Ben yan komşum olan kırtasiyeden bir koli a4 kağıdı soruyorum 110 TL fiyat çekiyor aynı marka kağıdın bir kolisi piyasada 60-70 TL civarı. Türk esnafının geneli vurkaç şeklinde gerilla taktiği uygulamayı dedelerinden genetik olarak almış, müşterinin tekrar gelip gelmemesi umurunda bile değil.
Bu ülkede herkes birbirini çarpmaya çalışıyor
kaldırıp indirirken 10 kilo olmadığını nasıl farketmediniz ben ona takıldım.
herkes dolandırıcı
Yukarıda gayet iyi anlatmışlar sebeplerini.
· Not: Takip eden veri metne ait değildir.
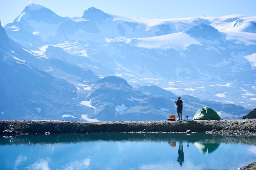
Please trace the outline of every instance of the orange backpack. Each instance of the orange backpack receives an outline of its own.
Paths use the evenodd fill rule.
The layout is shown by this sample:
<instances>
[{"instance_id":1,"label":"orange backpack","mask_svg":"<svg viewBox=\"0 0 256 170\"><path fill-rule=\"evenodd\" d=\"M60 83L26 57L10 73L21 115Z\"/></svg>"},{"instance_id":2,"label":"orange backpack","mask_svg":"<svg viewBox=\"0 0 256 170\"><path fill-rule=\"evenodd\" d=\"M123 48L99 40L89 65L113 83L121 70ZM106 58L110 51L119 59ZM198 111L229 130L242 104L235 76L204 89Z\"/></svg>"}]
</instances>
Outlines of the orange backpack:
<instances>
[{"instance_id":1,"label":"orange backpack","mask_svg":"<svg viewBox=\"0 0 256 170\"><path fill-rule=\"evenodd\" d=\"M175 120L175 115L170 115L170 117L169 117L169 118L168 119L168 120Z\"/></svg>"}]
</instances>

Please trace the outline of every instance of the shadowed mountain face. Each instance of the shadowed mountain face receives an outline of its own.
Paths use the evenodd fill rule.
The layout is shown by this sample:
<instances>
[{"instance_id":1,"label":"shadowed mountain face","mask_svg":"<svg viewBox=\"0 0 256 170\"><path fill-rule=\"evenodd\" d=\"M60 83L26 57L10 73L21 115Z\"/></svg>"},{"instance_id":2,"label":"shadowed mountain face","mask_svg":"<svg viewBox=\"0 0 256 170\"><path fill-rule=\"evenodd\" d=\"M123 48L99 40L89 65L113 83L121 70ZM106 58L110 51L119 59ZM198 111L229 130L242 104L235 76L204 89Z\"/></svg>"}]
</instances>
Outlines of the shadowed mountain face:
<instances>
[{"instance_id":1,"label":"shadowed mountain face","mask_svg":"<svg viewBox=\"0 0 256 170\"><path fill-rule=\"evenodd\" d=\"M255 23L242 15L127 18L93 7L70 18L31 3L0 28L0 111L15 118L11 103L20 118L166 120L181 96L184 115L207 107L240 118L256 105Z\"/></svg>"}]
</instances>

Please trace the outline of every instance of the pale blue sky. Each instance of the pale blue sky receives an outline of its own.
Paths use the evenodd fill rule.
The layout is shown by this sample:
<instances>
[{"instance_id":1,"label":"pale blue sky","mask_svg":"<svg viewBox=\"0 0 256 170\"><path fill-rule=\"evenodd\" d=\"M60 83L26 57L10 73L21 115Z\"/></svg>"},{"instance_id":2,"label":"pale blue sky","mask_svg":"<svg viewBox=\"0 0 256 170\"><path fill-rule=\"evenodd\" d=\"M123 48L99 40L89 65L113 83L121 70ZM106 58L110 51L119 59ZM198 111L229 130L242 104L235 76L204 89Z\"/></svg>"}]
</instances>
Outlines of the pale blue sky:
<instances>
[{"instance_id":1,"label":"pale blue sky","mask_svg":"<svg viewBox=\"0 0 256 170\"><path fill-rule=\"evenodd\" d=\"M12 22L31 0L0 0L2 26ZM106 13L144 18L198 17L231 14L256 16L256 0L34 0L62 16L81 17L94 7Z\"/></svg>"}]
</instances>

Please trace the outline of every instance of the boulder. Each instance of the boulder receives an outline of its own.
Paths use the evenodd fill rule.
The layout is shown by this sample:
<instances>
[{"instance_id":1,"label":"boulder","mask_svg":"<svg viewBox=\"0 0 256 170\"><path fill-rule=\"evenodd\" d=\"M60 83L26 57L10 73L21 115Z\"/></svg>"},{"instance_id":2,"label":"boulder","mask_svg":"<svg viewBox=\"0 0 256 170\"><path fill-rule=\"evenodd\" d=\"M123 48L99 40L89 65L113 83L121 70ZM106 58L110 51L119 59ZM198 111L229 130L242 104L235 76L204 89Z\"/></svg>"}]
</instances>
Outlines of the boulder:
<instances>
[{"instance_id":1,"label":"boulder","mask_svg":"<svg viewBox=\"0 0 256 170\"><path fill-rule=\"evenodd\" d=\"M256 119L256 107L242 117L242 119Z\"/></svg>"}]
</instances>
Çok derin analiz yapmaya gerek yok aslında. Ticareti veya üretimi düzgün, yasal ve iyi yapmak oldukça zordur. Bir fabrikada da, bir dükkanda da bunun örneklerini görebilirsin. Ama uzun vadede işini iyi yapan kazanıyor. Bu yüzden işletmelerin yüzde 80'i ilk 2 yılda kapatıyor. Burada tercih müşteriye kalıyor. Riski azaltmak mümkün. Misal, alkol alırken büyük market zincirinden alırım. Özellikle rakı ve viski vb sahtesinin çok olduğu şeyleri. Elektronik alacaksam güvenilir yerlerden almaya çalışırım. Farklı yerlerden fiyat alıp, gerekli araştırmayı yaparım. Dolandırılmadan, kazıklanmadan alışveriş yapmak yüzde 99 bizlerin elinde.
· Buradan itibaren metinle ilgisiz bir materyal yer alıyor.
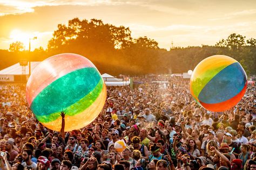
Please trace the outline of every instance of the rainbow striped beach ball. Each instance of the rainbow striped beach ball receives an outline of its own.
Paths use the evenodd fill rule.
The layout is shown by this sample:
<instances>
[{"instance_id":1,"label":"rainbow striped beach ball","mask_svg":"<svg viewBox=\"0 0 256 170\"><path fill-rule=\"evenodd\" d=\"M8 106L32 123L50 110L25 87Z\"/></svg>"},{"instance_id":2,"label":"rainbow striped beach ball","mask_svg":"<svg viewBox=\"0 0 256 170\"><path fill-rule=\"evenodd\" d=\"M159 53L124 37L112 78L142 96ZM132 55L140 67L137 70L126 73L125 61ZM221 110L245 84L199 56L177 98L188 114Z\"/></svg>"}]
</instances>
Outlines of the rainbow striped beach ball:
<instances>
[{"instance_id":1,"label":"rainbow striped beach ball","mask_svg":"<svg viewBox=\"0 0 256 170\"><path fill-rule=\"evenodd\" d=\"M223 111L240 101L247 84L246 73L237 60L215 55L196 67L190 79L190 93L207 110Z\"/></svg>"},{"instance_id":2,"label":"rainbow striped beach ball","mask_svg":"<svg viewBox=\"0 0 256 170\"><path fill-rule=\"evenodd\" d=\"M26 84L26 97L37 119L48 128L60 131L66 112L65 131L82 128L100 112L106 88L100 74L86 58L64 53L41 62Z\"/></svg>"}]
</instances>

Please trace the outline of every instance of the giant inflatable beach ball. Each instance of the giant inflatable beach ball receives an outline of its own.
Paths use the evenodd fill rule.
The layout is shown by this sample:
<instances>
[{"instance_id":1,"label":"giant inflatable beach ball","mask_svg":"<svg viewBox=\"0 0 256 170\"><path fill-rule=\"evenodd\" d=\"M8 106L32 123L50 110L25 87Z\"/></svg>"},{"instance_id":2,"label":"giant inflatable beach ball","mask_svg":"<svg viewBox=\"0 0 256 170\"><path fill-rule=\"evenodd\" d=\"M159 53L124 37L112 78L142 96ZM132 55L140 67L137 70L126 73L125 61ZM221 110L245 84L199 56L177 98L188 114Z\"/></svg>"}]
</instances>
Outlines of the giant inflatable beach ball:
<instances>
[{"instance_id":1,"label":"giant inflatable beach ball","mask_svg":"<svg viewBox=\"0 0 256 170\"><path fill-rule=\"evenodd\" d=\"M118 152L122 152L125 150L126 144L123 140L118 140L114 143L114 147Z\"/></svg>"},{"instance_id":2,"label":"giant inflatable beach ball","mask_svg":"<svg viewBox=\"0 0 256 170\"><path fill-rule=\"evenodd\" d=\"M86 58L65 53L41 62L30 75L26 97L37 119L60 131L60 111L66 113L65 131L82 128L99 115L106 89L93 64Z\"/></svg>"},{"instance_id":3,"label":"giant inflatable beach ball","mask_svg":"<svg viewBox=\"0 0 256 170\"><path fill-rule=\"evenodd\" d=\"M216 55L206 58L196 67L190 79L190 92L207 110L223 111L240 101L247 84L246 74L237 61Z\"/></svg>"}]
</instances>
Yalova-Pendik iskelesi önünde salatalık satarlar, 4 kilo diye başlıyor. Eşimin el tartısı iyidir. Kaç sene önceydi, tartarım ben bunu arabadaki tartıyla dedi,nitekim 2,5 kilodan biraz fazla geldi. Neden böyle yapıyorsun dedik, yılık yılık gülüyor. Herkesin arabasında tartı mı var, yol boyu yiyecen bitecek işte, dedi.
Ahlaki yozlaşma Turgut Özal döneminden beri gittikçe arttı, ama artık yakalanınca utanma da kalmadı.
Genellememek lazım beş parmağın beşi bir değil.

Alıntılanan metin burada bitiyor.